Finance secretary Kate Forbes has admitted defeat in the fight to save the McVitie’s factory in Glasgow.
The MSP said that she “sadly accepts” a bid to prevent the closure and nearly 500 workers losing their jobs had not been successful.
Confectionary company Pladis, which owns the factory in Tollcross, told an action group that there was no viable alternative to closure.
The Pladis Action Group includes representatives from the Scottish Government, Glasgow City Council, Scottish Enterprise, Skills Development Scotland, Clyde Gateway, Unite the Union and GMB with advice from industry experts.
Speaking following their ninth meeting on Thursday, Forbes, who has co-chaired the meetings alongside city council leader Susan Aitken, said her thoughts were with the workforce as she accepted the closure was inevitable.
She said: “The Pladis Action Group has worked tirelessly to develop and table credible, sensible counter proposals for consideration by Pladis to retain its presence in Scotland and retain the jobs of the skilled workforce.

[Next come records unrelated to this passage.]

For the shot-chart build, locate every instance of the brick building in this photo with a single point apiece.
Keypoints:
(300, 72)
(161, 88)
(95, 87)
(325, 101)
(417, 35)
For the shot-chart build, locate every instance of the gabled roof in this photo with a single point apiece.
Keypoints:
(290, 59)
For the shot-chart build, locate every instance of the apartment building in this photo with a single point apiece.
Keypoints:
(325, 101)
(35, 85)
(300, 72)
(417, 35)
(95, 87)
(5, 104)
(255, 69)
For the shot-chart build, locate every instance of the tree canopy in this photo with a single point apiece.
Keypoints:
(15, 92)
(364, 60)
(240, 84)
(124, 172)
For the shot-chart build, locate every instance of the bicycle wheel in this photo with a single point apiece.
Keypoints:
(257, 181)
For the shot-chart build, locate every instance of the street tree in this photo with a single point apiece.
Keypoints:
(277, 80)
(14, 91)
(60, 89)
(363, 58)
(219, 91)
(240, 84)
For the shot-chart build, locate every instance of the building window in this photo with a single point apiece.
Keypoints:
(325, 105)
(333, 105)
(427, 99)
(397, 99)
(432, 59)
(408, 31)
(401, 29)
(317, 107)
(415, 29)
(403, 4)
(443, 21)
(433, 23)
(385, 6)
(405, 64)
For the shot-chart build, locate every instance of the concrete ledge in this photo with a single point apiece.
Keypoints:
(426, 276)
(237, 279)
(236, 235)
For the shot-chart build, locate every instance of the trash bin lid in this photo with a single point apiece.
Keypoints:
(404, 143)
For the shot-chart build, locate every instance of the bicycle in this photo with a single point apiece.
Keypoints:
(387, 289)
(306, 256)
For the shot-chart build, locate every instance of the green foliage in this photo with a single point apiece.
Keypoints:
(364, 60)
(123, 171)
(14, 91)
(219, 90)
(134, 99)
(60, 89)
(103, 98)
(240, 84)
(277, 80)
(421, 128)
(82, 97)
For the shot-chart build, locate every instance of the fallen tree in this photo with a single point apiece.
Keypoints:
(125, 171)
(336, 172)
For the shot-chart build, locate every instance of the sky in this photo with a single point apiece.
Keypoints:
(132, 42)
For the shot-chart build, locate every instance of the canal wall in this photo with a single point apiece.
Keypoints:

“I very sadly accept that our attempts to persuade Pladis that there was a viable alternative to closure have not been successful.
“My thoughts are with the workforce and their families who are now facing a redundancy situation, and we will continue to support them throughout this next period.
“Pladis has always indicated a responsibility and willingness to discuss the potential legacy options for the site and we look forward to engaging constructively with them on what we can achieve to fulfil this ambition.”
Trade union GMB Scotland said it was “disappointed” at the outcome.
Organiser Robert Deavy said: “Whilst GMB are satisfied that the redundancy process was finalised in an amicable manner which proved agreeable to our union members, it is still a disappointment that no serious consideration was truly given to the counter proposal set out by the action group to keep these vital manufacturing jobs in Scotland.
“What we are requesting now is that Pladis cooperate with the government and trade unions to ensure that a proper legacy is left at this historic site should the company finalise the decision to vacate.
“It remains the fact that this is the end of an era and an institution in Glasgow’s east end and we feel that the area should be respected as such.”